Technical Universtiy of Berlin (2007-2019)

Technically, my position is paid for by the university (Haushaltsstelle), so I'm not on the payroll of any specific project.

  • Teaching duties.
  • A bit of system administration.
  • ALICE - Autonomous learning in complex environments. Joint project with Siemens and idalab GmbH with applications to wind turbine control.

TWIMPACT/streamdrill (2010-2014)

TWIMPACT, later streamdrill, was my start-up-on-the-side. It was concerned with real-time social media stream analysis.

Fedistats (2023-)

Fedistats is a news aggregation and trend analysis project based on Mastodon.

Research Topics

Twimpact

Twimpact

Micro-blogging services like twitter have become very popular in recent years. As of now, exploring such services and finding interesting users is still an open problem.

With our project twimpact we explore methods for automatically measuring user impact, or studying the network structure of micro-blogging services.
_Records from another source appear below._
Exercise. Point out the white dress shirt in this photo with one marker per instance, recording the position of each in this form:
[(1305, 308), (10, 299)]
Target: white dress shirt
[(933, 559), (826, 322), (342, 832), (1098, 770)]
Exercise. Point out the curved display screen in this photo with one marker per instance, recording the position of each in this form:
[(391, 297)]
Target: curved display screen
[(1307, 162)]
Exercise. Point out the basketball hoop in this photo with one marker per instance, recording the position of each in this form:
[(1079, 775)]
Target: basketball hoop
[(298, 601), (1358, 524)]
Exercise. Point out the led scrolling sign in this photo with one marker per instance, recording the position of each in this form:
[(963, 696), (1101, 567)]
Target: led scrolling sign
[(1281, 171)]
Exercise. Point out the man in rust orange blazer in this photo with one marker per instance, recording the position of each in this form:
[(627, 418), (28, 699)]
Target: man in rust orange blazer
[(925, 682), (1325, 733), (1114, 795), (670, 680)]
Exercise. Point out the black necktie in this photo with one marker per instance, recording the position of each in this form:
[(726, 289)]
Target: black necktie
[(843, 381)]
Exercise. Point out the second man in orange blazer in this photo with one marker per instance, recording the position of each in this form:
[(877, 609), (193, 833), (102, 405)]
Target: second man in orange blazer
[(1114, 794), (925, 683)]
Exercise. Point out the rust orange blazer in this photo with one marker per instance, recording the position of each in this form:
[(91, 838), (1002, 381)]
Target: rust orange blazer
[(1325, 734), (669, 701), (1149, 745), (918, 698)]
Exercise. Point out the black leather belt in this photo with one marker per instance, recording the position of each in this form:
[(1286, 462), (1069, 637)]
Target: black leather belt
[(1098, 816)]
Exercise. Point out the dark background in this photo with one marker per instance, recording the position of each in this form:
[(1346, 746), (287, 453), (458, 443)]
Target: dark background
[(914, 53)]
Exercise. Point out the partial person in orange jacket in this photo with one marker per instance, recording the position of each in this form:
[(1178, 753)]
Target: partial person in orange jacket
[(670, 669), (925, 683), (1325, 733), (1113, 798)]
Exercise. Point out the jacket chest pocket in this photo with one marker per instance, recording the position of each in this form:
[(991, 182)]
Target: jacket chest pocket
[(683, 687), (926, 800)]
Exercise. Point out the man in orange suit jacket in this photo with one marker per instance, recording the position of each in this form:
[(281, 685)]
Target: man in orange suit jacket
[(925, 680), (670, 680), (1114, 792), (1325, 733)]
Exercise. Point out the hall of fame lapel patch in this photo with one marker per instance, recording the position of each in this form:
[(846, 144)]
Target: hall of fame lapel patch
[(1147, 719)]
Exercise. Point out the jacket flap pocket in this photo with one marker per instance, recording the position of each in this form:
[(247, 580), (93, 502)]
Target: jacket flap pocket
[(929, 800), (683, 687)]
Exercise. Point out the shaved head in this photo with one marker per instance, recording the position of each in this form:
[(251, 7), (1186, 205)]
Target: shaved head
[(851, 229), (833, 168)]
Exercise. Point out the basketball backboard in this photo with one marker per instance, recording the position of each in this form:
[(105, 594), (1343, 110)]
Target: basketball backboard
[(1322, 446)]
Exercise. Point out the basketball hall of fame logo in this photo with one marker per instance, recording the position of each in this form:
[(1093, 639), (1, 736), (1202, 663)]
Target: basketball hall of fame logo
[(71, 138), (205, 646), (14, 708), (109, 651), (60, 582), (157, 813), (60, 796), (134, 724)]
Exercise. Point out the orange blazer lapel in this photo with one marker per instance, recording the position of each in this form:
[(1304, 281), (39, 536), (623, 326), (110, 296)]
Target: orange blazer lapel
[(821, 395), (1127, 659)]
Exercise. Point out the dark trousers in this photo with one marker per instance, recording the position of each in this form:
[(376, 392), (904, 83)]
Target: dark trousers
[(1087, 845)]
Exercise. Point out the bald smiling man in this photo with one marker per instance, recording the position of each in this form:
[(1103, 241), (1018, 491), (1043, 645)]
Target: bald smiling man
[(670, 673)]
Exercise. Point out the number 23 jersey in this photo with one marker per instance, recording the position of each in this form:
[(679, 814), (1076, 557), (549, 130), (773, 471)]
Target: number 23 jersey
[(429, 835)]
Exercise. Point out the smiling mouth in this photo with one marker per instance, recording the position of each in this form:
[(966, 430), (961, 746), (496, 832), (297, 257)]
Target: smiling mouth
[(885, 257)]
On Relevant Dimensions in Kernel Feature Spaces

On Relevant Dimensions in Kernel Feature Spaces

It is well known that using a kernels for supervised learning corresponds to mapping the problem into a potentially quite high-dimensional feature space. Usually, complexity control (for example, large margin hyperplanes) is attributed with the fact that learning is still possible. We showed, however, that using the right kernel leads to a typically small effective dimensionality in a feature space, meaning that even in infinite-dimensional feature spaces, the learning problem is in fact contained in a low-dimensional subspace.

There is software available for matlab and R.